Dataframes are used for statistics, machine-learning, and data manipulation/exploration. You can think of a Dataframe as an excel spreadsheet. This package is designed to be light-weight and intuitive.

⚠️ The package is production ready but the API is not stable yet. Once stability is reached, version 1.0.0 will be tagged.
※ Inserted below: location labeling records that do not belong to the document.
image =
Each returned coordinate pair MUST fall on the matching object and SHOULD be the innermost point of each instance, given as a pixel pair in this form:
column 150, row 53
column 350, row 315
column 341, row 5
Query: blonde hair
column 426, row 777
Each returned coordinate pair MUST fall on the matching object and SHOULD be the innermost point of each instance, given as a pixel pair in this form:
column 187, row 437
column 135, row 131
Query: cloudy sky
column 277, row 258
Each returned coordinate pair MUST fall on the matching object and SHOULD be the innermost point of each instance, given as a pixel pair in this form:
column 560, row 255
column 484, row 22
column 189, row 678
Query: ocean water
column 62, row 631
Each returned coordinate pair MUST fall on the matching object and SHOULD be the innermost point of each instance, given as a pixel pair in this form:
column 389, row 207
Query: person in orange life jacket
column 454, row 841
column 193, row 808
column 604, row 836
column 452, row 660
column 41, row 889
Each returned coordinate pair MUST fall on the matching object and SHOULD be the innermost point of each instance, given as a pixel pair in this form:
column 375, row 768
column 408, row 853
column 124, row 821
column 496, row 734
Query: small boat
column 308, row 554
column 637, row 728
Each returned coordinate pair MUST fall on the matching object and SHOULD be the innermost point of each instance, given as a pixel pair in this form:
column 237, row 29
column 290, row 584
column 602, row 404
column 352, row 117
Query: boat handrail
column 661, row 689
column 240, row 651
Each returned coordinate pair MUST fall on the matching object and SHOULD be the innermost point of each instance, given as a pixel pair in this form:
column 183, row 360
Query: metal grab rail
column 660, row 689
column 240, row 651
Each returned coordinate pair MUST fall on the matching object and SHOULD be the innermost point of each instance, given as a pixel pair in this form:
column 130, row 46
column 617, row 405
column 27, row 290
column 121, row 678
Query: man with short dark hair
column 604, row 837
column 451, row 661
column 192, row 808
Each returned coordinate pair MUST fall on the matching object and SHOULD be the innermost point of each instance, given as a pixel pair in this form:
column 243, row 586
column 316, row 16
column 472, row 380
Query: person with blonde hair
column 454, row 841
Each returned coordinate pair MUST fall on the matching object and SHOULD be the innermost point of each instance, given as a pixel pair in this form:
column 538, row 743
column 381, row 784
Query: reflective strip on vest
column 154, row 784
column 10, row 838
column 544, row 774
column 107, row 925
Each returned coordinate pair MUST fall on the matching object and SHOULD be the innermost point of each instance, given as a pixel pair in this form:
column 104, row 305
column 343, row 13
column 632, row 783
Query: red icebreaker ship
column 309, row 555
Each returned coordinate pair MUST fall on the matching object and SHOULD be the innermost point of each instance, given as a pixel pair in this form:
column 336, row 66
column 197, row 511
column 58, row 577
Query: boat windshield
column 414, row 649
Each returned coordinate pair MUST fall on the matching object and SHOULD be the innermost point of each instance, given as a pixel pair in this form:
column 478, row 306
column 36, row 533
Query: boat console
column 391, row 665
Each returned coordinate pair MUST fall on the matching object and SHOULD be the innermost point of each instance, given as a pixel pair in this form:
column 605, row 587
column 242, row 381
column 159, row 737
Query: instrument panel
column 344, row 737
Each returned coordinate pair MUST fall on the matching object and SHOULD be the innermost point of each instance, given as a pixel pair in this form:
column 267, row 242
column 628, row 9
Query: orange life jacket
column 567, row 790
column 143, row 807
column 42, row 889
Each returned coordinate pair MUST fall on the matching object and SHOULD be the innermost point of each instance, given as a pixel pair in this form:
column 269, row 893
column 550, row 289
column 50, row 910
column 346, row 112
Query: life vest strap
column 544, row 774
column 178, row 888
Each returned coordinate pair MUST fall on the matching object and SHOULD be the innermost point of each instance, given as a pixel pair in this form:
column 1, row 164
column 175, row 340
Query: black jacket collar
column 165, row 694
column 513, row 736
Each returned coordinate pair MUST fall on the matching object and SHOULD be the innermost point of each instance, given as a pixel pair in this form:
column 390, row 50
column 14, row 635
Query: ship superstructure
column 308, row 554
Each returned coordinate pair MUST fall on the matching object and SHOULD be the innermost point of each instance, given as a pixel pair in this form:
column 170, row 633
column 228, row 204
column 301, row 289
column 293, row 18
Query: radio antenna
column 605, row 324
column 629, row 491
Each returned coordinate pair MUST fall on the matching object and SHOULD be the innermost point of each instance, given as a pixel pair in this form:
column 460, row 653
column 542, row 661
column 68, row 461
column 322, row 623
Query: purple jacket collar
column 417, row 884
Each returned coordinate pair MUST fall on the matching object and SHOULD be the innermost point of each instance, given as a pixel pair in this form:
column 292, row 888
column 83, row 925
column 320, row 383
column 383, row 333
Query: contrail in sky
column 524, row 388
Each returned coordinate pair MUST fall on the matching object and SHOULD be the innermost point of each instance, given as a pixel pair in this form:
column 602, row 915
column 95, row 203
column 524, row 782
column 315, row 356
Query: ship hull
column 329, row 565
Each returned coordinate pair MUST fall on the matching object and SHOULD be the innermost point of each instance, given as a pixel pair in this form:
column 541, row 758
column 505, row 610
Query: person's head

It is recommended your package manager locks to a commit id instead of the master branch directly. ⚠️

the project to show your appreciation.

Features

  1. Importing from CSV, JSONL, Parquet, MySQL & PostgreSQL
  2. Exporting to CSV, JSONL, Excel, Parquet, MySQL & PostgreSQL
  3. Developer Friendly
  4. Flexible - Create custom Series (custom data types)
  5. Performant
  6. Interoperability with gonum package.
  7. pandas sub-package Help Required
  8. Fake data generation
  9. Interpolation (ForwardFill, BackwardFill, Linear, Spline, Lagrange)
  10. Time-series Forecasting (SES, Holt-Winters)
  11. Math functions
  12. Plotting (cross-platform)

See Tutorial here.

Installation

go get -u github.com/rocketlaunchr/dataframe-go
import dataframe "github.com/rocketlaunchr/dataframe-go"

DataFrames

Creating a DataFrame


s1 := dataframe.NewSeriesInt64("day", nil, 1, 2, 3, 4, 5, 6, 7, 8)
s2 := dataframe.NewSeriesFloat64("sales", nil, 50.3, 23.4, 56.2, nil, nil, 84.2, 72, 89)
df := dataframe.NewDataFrame(s1, s2)

fmt.Print(df.Table())
  
OUTPUT:
+-----+-------+---------+
|     |  DAY  |  SALES  |
+-----+-------+---------+
| 0:  |   1   |  50.3   |
| 1:  |   2   |  23.4   |
| 2:  |   3   |  56.2   |
| 3:  |   4   |   NaN   |
| 4:  |   5   |   NaN   |
| 5:  |   6   |  84.2   |
| 6:  |   7   |   72    |
| 7:  |   8   |   89    |
+-----+-------+---------+
| 8X2 | INT64 | FLOAT64 |
+-----+-------+---------+

Go Playground

Insert and Remove Row


df.Append(nil, 9, 123.6)

df.Append(nil, map[string]interface{}{
	"day":   10,
	"sales": nil,
})

df.Remove(0)

OUTPUT:
+-----+-------+---------+
|     |  DAY  |  SALES  |
+-----+-------+---------+
| 0:  |   2   |  23.4   |
| 1:  |   3   |  56.2   |
| 2:  |   4   |   NaN   |
| 3:  |   5   |   NaN   |
| 4:  |   6   |  84.2   |
| 5:  |   7   |   72    |
| 6:  |   8   |   89    |
| 7:  |   9   |  123.6  |
| 8:  |  10   |   NaN   |
+-----+-------+---------+
| 9X2 | INT64 | FLOAT64 |
+-----+-------+---------+

Go Playground

Update Row


df.UpdateRow(0, nil, map[string]interface{}{
	"day":   3,
	"sales": 45,
})

Sorting


sks := []dataframe.SortKey{
	{Key: "sales", Desc: true},
	{Key: "day", Desc: true},
}

df.Sort(ctx, sks)

OUTPUT:
+-----+-------+---------+
|     |  DAY  |  SALES  |
+-----+-------+---------+
| 0:  |   9   |  123.6  |
| 1:  |   8   |   89    |
| 2:  |   6   |  84.2   |
| 3:  |   7   |   72    |
| 4:  |   3   |  56.2   |
| 5:  |   2   |  23.4   |
| 6:  |  10   |   NaN   |
| 7:  |   5   |   NaN   |
| 8:  |   4   |   NaN   |
+-----+-------+---------+
| 9X2 | INT64 | FLOAT64 |
+-----+-------+---------+

Go Playground

Iterating

You can change the step and starting row. It may be wise to lock the DataFrame before iterating.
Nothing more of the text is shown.